DPP4 is a transmembrane glycoprotein that cleaves N-terminal dipeptides from a variety of substrates, including growth factors and hormones, neuropeptides, and chemokines. Two substrates of DPP4, glucagon-like peptide-1 (GLP-1) and gastric inhibitory polypeptide (GIP), are released from the intestinal mucosa and are responsible for approximately 60% of postprandial insulin secretion. Subjects comprised two study groups; one with 20 obese males and 20 lean controls and one with 19 obese females and 10 leans females.
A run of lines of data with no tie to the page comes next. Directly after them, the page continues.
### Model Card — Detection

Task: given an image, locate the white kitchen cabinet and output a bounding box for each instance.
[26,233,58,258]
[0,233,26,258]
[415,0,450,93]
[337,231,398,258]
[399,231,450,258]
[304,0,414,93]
Criteria for the metabolic syndrome were based on the Adult Treatment Panel III definitions as follows: a fasting glucose >110 mg/dl or diagnosis of type 2 diabetes; blood pressure >135/85 mm Hg; serum triglycerides >150 mg/dl; high-density lipoprotein cholesterol <40 mg/dl for men and <50 mg/dl for women; and abdominal obesity characterized by a waist >102 cm for men and >88 cm for women. Subjects with a risk score of ≥3 are qualified as having the metabolic syndrome. In lean and obese subjects, depot-specific expression of DPP4 and its release from adipose tissue explants were determined and correlated to parameters of the metabolic syndrome. Human adipocytes and skeletal and smooth muscle cells were used to monitor DPP4 release and assess the effects of soluble DPP4 on insulin signaling.